Overall, 66% of the sauces from restaurants in Guadalajara and 40% of those from Houston were contaminated with the bacteria, which commonly causes traveler's diarrhea.

Researchers say about 80% of the cases of traveler's diarrhea are caused by contaminated food, and these sauces may be an overlooked source of infection. Their findings appear in the June 18 issue of the Annals of Internal Medicine.

The researchers analyzed 71 sauces (including guacamole, pico de gallo, and other green and red sauces) from 36 independently owned Mexican-style restaurants in Guadalajara that are known to be popular with U.S. travelers and 25 similar sauces from 12 non-chain Mexican restaurants in Houston.

Researchers say they found a big difference between the two cities in the number and severity of contaminated samples.

The Mexican sauces from Guadalajara more frequently contained fecal contaminants and higher levels of the bacteria than that of the sauces from Houston, according to the researchers from the University of Texas-Houston Medical School.

Researchers say all of the sauces were already sitting on the table when they arrived at the restaurants in Mexico and were at room temperature, which creates a fertile breeding ground for dangerous bacteria.

"Moreover, we believe that the sauces were more likely to be handled by multiple workers and patrons (reuse of same sauce) in Mexico than in Houston," write the authors. "We feel that travelers to Mexico should be cautious about consuming sauces served on the table, particularly if previous refrigeration cannot be assured."

In contrast, all of the sauces from Houston restaurants were brought to the table after being seated and were refrigerated before serving.

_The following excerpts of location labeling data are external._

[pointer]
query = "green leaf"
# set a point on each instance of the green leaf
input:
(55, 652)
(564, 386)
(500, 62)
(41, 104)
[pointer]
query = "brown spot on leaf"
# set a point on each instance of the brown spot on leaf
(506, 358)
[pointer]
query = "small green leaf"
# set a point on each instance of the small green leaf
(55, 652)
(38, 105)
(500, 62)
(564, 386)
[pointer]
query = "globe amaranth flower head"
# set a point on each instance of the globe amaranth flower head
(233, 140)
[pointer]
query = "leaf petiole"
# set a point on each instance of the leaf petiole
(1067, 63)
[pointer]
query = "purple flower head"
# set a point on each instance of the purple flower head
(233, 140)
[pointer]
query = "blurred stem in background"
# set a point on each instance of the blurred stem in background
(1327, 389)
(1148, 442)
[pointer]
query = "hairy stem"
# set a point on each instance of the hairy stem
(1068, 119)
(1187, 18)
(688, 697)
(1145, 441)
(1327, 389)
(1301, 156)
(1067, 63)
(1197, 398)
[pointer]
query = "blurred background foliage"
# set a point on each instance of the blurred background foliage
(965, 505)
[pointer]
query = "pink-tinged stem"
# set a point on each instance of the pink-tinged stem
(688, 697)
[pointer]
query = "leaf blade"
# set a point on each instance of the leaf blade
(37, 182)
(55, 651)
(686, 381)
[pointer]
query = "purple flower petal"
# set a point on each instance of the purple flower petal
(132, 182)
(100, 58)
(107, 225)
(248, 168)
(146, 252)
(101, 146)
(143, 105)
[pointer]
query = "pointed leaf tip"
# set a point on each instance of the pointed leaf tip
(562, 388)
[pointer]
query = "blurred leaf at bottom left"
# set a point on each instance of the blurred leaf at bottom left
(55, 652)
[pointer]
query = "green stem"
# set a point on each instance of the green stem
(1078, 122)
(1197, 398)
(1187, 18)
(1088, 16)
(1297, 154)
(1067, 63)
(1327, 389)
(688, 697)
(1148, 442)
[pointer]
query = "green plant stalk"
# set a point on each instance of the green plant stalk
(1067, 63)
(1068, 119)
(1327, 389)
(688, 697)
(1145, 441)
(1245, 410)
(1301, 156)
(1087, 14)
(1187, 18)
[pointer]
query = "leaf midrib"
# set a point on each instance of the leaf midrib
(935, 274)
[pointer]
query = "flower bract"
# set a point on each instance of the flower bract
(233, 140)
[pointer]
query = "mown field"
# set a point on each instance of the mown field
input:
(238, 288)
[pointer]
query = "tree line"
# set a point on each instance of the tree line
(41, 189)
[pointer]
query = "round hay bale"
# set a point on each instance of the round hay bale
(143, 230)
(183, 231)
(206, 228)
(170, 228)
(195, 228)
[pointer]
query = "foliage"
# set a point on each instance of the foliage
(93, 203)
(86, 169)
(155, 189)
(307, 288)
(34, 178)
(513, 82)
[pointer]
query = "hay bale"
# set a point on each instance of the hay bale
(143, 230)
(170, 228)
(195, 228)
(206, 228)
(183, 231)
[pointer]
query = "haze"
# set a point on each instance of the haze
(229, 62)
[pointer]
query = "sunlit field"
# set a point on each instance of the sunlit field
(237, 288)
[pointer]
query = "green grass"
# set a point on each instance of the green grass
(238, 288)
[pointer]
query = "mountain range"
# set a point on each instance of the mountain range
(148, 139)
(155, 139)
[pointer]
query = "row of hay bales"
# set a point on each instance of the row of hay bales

Unlike the Guadalajara sauces, none of the Houston samples contained any of the more potent forms of E. coli that are known to be the major causes of traveler's diarrhea in Mexico.

Guacamole was the most frequently contaminated sauce in both cities, but pico de gallo contained the highest level of contamination among the Guadalajara restaurant samples. Researchers say the fact that an acidic sauce containing tomatoes and other acids, such as pico de gallo, was found to have high levels of E. coli contamination also dispels the popular notion that such foods are protected from bacterial contamination.